Preterm birth as a determinant of neurodevelopment and cognition in children: mechanisms and causal evidence

Lead Research Organisation: University of Edinburgh
Department Name: MRC Centre for Reproductive Health

Abstract

Globally, 15 million infants are born preterm (less than 37 weeks of gestation) each year. Survival rates for infants born too soon or too small have improved dramatically over the past two decades, but brain injury among survivors has not. Consequently, preterm birth is a leading cause of developmental and learning problems in childhood. As survivors of modern intensive care have begun to reach adulthood, it is clear that the legacy of preterm birth can affect the life course. Cerebral palsy, autism, attention deficit hyperactivity disorder, low IQ, memory problems, language and social difficulties, depression, and schizophrenia are all more common in people who were born early.

Importantly, there are no effective treatments for promoting brain health after preterm birth. One of the biggest challenges facing perinatal medicine is to find new ways to reduce brain injury and improve life-long outcomes. In this project, we aim to discover which parental/infant factors influence the brain development of preterm infants, and how those factors become biologically 'embedded' in the brain.

To do this, we will study a large UK-wide population to determine which aspects of being born preterm impact neurodevelopment and ability at school age, and whether a person's socioeconomic circumstances modify these impacts. This will help us define the relative importance of a range of risk/resilience factors to real-world neurodevelopmental outcomes and school performance.

We will use sophisticated brain scans (MRI) to define changes in brain growth that commonly affect premature babies and will use these to investigate how premature birth causes altered brain development. We will investigate whether the perinatal stress environment (hypothalamic-pituitary-adrenal axis activity) and/or markers of low-level chronic systemic inflammation (DNA methylation signatures) link risk factors with brain changes on MRI.

To understand how prematurity affects cognition, we will study the brains of 5-year-olds who were born preterm and a comparator group of children born at term using functional MRI. In this technique, children view movie scenes whilst in the MRI scanner, and brain systems that activate in response to cognitive tasks such as social thinking, attention and memory, are revealed.
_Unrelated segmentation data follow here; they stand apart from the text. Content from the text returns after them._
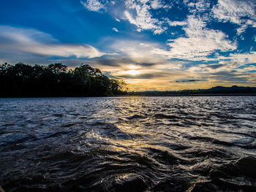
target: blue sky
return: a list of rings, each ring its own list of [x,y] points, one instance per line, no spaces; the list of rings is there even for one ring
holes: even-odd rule
[[[97,67],[131,91],[256,86],[254,0],[1,1],[0,61]]]

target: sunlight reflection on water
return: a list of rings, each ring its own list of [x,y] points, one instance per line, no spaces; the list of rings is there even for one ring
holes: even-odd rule
[[[7,191],[256,188],[256,97],[0,101]]]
We expect this analysis to determine whether brain networks that underpin specific cognitive abilities are altered in preterm children and whether cognitive capacities are underpinned by alterations in specific or more general cognitive processes. For example, children born preterm often have social difficulties at school age but it is unknown whether this is due to difficulties in reasoning about other people, or because of more general difficulties with language or attention that make social interactions challenging. Functional MRI will help us to tease apart these alternative accounts, which is a necessary first step for designing targeted cognitive training interventions.
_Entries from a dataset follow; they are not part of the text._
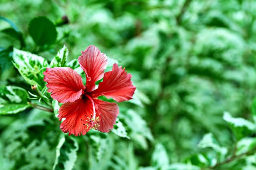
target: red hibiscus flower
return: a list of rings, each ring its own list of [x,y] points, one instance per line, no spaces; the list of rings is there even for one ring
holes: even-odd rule
[[[116,123],[119,110],[117,104],[98,99],[105,96],[117,102],[132,99],[136,88],[131,81],[132,75],[124,68],[113,65],[112,71],[104,73],[108,64],[106,55],[94,45],[89,46],[78,57],[80,66],[86,77],[86,84],[75,70],[70,67],[47,68],[44,81],[48,84],[51,96],[64,103],[59,111],[62,131],[76,136],[84,135],[92,129],[108,132]],[[95,89],[96,81],[103,78]]]

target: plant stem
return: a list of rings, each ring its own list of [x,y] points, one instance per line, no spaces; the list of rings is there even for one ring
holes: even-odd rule
[[[212,169],[212,170],[216,170],[217,169],[216,168],[219,168],[219,166],[223,165],[226,164],[228,164],[232,161],[239,160],[239,159],[240,159],[242,158],[243,156],[250,156],[252,154],[254,154],[255,153],[254,152],[251,153],[251,151],[252,150],[256,150],[256,146],[252,148],[252,149],[248,151],[247,152],[244,153],[242,153],[238,155],[236,155],[235,154],[236,152],[236,147],[234,149],[235,149],[235,150],[234,150],[234,151],[233,152],[232,155],[231,157],[227,158],[227,159],[226,159],[226,160],[224,160],[223,161],[220,162],[218,163],[217,163],[214,166],[208,166],[208,167],[204,168],[201,168],[201,170],[206,170],[207,169]]]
In summary, this programme of work will explain why some premature children develop brain injury while others are resilient. It could pave the way to new therapies that promote healthy brain growth and long-term outcomes because the stress response and immune systems are modifiable, and mechanistic understanding of cognitive deficits is essential for developing rational cognitive training strategies.

Technical Summary

Preterm birth (delivery at less than 37 weeks of gestation) affects around 11% of births, globally, and is a leading cause of neurodevelopmental and cognitive impairment with impacts that extend across the life course. We aim to identify the physiological axes that embed biological, psychosocial and socioeconomic preterm birth-associated risk factors in abnormal brain development. We will use epidemiological, neuroinformatic and experimental medicine approaches, and focus on neuroendocrine stress and immune activation. We have two key goals that are addressable now due to recent advances in population-level neonatal data availability and perinatal phenotyping technologies. The first is to determine the weighted contributions of socioeconomic and medical exposures to neurodevelopment and educational attainment in a contemporary UK population of children born preterm. The second is to elucidate the pathways that link multi-dimensional exposures with abnormal brain development by analysing HPA axis activity, immune dysregulation indexed by DNAm proxies of low-level systemic chronic inflammation, and neuroimaging within a prediction framework. We will characterise brain development in terms of connectome complexity, brain age and markers of myelination, and we will use these together with functional MRI to investigate neural substrates of cognitive impairment and reserve in childhood. We will work with survivors and parents with lived experience of preterm birth to ensure our research questions are relevant and to disseminate our findings. Our ambition is to identify targets within neuroendocrine stress and immune pathways that lead to atypical brain development in preterm infants, paving the way for novel neuroprotective intervention and cognitive training strategies.